Perchlorate Anaerobiosis in Haloferax volcanii: A Novel Metabolic Capability for A Model Haloarchaeon

Haloferax volcanii ( H. volcanii) is a facultatively anaerobic model halophilic archaeon capable of anaerobic growth using nitrate, chlorate, fumarate, trimethylamine N-oxide (TMAO), and dimethyl sulfoxide (DMSO) as alternative electron acceptors. H. volcanii has been previously documented to tolerate high concentrations of perchlorate during aerobic respiration, but has not been previously documented to grow anaerobically using perchlorate as an alternative electron acceptor. Here, we document the novel metabolic capability of H. volcanii to grow anaerobically using perchlorate and show the initial preferred conditions with respect to NaCl concentration, pH, carbon sources, and perchlorate concentration. Additionally, we investigate changes in carotenoid composition during anaerobic growth on perchlorate with relevance for the search for signs of extinct and extant life on Mars. Our results show that NaCl concentrations of > 175 g/l are required to induce anaerobic growth on perchlorate.
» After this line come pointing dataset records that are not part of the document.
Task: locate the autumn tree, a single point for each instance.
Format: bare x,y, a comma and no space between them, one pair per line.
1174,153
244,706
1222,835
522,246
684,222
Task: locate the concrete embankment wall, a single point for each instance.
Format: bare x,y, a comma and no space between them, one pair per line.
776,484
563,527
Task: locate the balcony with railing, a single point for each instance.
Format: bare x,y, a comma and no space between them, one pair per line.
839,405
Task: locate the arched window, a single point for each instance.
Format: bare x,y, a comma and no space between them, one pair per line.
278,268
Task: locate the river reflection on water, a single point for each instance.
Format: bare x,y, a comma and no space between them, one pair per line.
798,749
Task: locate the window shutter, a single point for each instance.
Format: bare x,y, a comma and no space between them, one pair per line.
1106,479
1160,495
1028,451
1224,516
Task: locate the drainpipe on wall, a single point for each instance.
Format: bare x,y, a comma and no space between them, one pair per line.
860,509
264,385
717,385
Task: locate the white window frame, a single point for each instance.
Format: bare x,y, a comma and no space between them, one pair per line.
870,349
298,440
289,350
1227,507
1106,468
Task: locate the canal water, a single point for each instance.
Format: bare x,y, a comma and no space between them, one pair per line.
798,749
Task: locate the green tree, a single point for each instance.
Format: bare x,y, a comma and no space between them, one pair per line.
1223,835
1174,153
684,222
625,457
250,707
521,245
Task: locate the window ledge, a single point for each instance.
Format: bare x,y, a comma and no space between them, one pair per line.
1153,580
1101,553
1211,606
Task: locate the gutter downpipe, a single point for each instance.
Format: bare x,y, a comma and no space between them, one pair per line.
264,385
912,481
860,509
We show a preference for a pH of 7.0 and a combination of yeast extract and casamino acids as preferred carbon sources. Furthermore, we document anaerobic growth and perchlorate reduction in the presence of perchlorate concentrations (200 mM) that exceed the currently accepted limit for any organism (100 mM). Raman spectra of cultures grown anaerobically on perchlorate show significant decreases in the intensity of the carotenoid peaks corresponding to bacterioruberin at ~ 1505 cm ^-1 , ~ 1150 cm ^-1 , and ~ 1000 cm ^-1 , highlighting how extreme Martian conditions may cause biosignature degradation. Notably, we demonstrate the previously unreported ability of the model halophilic archaeon Haloferax volcanii to grow anaerobically using perchlorate and extend the known limits of biological perchlorate tolerance under anoxic conditions. The discovery that H. volcanii is capable of perchlorate reduction has potential implications for the development of biological strategies for perchlorate remediation and for the interpretation of potential biosignatures in perchlorate-rich environments, including those hypothesized to exist on Mars.